A hospital in Nassau County, New York, was forced to close its emergency department this week due to staffing shortages as a result of the state's COVID-19 vaccination requirement.

Mount Sinai South Nassau said on Monday that it would temporarily close the ER in Long Beach after all other options for staffing were exhausted. Thus, patients who are in need of emergency services will be directed to the hospital's main campus in Oceanside, located roughly five miles away. The travel time could take up to 25 minutes in traffic, according to WABC.

The hospital said that an ambulance will be stationed at the ER at all times for the duration of the closure, which will last up to four weeks, according to a press release shared with Newsweek. The closure could be expanded behind that time frame depending on updated staffing availability.

"We regret having to take this step but the safety of our patients is always our No. 1 priority," Mount Sinai South Nassau President Adhi Sharma said in a statement. "This will allow us to shift nursing staff to the Oceanside campus to ensure that we maintain adequate staffing at the Emergency Department at our main campus."

New York Hospital ER closed
Mount Sinai South Nassau hospital in New York was forced to close its emergency department Monday amid staffing shortages. Here, a hospital employee looks on as the community holds a parade to honor the front line hospital employees May 13, 2020. TIMOTHY A. CLARY/AFP/Getty Images

The staffing shortages came as a result of the state's vaccine mandate, which now requires the suspension of all staff working under temporary religious exemptions who have not shown proof of at least the first dose of the COVID-19 vaccine or a valid medical exemption.

The vaccine mandate was first issued by then-New York Governor Andrew Cuomo in August.

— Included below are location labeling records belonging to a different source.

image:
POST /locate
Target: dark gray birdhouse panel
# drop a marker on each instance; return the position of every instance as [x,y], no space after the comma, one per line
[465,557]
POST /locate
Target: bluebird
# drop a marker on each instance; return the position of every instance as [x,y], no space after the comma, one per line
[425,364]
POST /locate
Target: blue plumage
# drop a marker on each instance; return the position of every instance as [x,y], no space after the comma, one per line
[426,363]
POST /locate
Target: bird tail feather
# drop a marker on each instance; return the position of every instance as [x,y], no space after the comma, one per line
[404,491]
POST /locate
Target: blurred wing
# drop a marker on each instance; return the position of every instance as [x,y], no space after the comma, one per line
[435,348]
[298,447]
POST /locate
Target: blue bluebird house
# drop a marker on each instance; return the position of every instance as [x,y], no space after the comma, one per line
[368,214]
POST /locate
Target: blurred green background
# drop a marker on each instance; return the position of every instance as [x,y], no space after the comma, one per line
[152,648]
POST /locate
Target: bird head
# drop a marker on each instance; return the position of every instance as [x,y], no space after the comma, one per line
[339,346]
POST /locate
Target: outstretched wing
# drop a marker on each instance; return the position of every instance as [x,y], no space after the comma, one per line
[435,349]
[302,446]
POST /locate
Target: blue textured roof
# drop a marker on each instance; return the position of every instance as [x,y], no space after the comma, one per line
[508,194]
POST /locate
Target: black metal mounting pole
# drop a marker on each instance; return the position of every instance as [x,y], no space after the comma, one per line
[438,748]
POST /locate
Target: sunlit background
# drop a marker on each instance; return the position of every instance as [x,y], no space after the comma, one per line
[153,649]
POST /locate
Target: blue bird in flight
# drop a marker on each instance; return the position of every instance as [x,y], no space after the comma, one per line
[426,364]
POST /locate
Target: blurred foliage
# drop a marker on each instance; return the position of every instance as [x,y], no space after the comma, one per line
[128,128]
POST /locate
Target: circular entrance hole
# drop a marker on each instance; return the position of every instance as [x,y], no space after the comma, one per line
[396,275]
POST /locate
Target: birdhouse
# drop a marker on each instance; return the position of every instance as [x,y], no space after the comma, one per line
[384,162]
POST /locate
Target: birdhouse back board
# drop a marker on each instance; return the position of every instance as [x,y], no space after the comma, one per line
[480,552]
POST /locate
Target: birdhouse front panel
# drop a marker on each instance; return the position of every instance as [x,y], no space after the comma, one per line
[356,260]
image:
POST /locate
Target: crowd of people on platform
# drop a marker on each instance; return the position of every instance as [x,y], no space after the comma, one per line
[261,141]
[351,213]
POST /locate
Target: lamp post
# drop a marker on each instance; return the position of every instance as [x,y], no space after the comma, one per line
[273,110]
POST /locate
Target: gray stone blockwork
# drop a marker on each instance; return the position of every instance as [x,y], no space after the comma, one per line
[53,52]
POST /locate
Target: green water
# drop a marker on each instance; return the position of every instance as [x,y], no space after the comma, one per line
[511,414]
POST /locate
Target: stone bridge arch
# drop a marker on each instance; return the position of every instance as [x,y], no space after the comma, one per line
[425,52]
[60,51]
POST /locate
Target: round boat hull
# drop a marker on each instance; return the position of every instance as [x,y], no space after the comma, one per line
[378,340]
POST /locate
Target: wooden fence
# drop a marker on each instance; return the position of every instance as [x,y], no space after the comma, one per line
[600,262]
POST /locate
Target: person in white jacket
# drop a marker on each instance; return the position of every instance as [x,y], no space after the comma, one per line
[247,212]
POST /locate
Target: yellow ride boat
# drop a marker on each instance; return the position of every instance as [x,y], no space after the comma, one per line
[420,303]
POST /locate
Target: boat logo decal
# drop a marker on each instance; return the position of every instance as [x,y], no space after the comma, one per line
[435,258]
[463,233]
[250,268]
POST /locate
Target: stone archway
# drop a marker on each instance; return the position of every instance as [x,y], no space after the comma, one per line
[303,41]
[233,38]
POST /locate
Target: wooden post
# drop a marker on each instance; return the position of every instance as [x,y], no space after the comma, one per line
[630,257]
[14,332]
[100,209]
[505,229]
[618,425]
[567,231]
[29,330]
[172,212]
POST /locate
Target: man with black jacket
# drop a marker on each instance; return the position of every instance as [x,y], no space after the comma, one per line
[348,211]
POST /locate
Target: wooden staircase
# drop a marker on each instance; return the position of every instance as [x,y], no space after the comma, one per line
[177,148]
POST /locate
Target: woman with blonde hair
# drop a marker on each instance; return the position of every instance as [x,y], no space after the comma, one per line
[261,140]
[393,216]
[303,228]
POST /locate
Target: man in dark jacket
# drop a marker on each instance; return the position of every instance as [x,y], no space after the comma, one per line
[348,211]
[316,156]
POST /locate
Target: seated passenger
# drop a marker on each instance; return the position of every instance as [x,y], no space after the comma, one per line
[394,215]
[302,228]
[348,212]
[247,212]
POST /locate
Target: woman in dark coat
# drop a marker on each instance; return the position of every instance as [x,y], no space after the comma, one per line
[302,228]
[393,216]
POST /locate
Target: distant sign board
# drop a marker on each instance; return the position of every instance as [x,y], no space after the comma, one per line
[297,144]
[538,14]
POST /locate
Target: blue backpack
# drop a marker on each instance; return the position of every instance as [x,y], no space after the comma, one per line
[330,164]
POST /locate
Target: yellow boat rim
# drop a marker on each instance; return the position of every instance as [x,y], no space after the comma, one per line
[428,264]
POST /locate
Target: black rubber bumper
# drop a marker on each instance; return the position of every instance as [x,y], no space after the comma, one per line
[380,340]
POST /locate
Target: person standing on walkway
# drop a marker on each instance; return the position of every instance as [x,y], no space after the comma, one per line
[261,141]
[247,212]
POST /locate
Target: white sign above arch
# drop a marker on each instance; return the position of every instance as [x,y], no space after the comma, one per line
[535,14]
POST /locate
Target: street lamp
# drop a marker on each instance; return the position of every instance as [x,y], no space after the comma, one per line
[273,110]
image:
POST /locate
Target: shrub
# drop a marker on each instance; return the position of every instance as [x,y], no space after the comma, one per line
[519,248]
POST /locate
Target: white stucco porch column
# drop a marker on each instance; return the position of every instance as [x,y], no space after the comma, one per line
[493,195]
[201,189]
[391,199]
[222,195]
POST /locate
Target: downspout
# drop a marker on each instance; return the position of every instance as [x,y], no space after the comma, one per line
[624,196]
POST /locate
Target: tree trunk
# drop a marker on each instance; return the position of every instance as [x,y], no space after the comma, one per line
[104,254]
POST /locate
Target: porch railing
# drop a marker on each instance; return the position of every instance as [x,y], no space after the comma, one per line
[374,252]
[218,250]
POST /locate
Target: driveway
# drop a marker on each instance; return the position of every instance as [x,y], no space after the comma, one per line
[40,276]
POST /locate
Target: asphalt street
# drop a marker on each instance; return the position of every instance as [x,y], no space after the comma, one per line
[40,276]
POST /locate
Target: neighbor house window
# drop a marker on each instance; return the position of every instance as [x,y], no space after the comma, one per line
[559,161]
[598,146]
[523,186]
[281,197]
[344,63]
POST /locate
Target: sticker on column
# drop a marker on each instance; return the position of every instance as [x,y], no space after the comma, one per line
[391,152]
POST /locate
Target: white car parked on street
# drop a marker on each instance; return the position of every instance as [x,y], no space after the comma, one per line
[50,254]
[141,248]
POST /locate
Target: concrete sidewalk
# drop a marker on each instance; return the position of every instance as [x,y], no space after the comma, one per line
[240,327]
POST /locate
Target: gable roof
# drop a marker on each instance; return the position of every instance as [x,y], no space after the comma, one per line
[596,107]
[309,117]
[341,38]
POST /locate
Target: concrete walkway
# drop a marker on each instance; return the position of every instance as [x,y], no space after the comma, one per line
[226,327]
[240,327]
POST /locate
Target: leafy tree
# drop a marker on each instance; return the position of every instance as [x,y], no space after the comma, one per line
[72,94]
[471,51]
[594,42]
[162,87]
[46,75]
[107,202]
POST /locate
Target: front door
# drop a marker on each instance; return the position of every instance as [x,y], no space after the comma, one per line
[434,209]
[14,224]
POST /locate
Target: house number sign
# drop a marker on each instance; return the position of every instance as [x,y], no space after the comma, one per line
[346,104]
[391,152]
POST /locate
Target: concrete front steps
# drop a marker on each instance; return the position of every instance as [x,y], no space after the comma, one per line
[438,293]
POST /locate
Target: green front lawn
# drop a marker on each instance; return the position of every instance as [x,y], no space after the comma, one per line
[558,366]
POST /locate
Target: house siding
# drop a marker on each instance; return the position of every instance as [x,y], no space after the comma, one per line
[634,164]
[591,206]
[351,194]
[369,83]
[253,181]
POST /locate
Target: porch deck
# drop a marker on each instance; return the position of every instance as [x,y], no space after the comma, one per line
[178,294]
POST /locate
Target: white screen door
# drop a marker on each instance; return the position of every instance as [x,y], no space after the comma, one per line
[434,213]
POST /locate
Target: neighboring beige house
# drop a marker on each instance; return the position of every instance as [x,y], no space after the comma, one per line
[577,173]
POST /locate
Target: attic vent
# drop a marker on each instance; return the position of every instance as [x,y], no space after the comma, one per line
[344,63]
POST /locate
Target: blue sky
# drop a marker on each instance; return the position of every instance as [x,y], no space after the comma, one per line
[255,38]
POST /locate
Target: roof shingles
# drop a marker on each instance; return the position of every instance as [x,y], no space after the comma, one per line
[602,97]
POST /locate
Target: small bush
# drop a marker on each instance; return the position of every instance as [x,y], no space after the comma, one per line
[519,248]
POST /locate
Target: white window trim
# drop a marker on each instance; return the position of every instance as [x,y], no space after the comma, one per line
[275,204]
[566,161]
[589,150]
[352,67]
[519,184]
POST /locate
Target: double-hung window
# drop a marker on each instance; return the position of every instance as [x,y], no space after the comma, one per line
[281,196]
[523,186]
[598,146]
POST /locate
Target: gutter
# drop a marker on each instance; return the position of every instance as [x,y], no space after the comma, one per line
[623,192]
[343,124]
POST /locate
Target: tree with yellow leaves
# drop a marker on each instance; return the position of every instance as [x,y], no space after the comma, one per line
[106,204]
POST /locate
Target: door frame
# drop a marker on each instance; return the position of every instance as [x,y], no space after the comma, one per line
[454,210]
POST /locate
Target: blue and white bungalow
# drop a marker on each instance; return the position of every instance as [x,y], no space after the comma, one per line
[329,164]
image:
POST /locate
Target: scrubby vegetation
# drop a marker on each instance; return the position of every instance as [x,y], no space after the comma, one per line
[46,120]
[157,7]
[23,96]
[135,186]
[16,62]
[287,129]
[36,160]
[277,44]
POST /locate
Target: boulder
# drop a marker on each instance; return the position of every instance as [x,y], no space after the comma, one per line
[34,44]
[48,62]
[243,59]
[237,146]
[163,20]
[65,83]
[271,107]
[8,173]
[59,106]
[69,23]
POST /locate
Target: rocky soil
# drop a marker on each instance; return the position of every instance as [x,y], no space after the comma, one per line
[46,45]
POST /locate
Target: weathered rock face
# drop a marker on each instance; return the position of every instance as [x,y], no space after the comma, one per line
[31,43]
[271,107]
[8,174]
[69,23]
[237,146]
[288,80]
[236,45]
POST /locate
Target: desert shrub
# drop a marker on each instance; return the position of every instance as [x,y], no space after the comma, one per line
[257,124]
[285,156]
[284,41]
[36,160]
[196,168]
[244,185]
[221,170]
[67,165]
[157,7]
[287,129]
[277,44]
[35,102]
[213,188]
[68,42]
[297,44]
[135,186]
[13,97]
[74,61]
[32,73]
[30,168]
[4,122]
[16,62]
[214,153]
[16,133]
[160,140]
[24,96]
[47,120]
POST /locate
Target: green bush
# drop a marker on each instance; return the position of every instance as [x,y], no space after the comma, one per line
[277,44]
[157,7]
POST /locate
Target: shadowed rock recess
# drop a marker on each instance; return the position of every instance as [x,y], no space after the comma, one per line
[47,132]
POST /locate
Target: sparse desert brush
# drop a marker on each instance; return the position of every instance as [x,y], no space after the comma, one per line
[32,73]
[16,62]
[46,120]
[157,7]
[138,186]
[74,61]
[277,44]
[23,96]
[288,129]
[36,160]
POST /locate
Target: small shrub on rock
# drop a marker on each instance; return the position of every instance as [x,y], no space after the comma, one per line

According to the hospital, 99 percent of Mount Sinai South Nassau employees are fully vaccinated, but the latest round of suspensions still created significant shortages. The emergency facility is the only one located in Long Beach and serves roughly 10,000 people each year, sparking fears that its closure could have a devastating impact on the community, WABC reported.

The closure also comes as COVID-19 cases are on the rise across New York. The state is now reporting a daily average of more than 6,000 new cases, up 56 percent in the last 14 days, according to The New York Times.

Nonetheless, Sharma stressed Monday that the hospital remains committed to serving its patients and that the closure would only be temporary.

"We are committed to serving residents of the barrier island," Sharma added. "This closure should not be interpreted as anything beyond what it is – a temporary measure designed to relieve current staffing challenges in our Emergency Department. Our nurses, physicians and support staff have been on the frontlines of the pandemic for more than 21 months. We will continue to be there for our patients."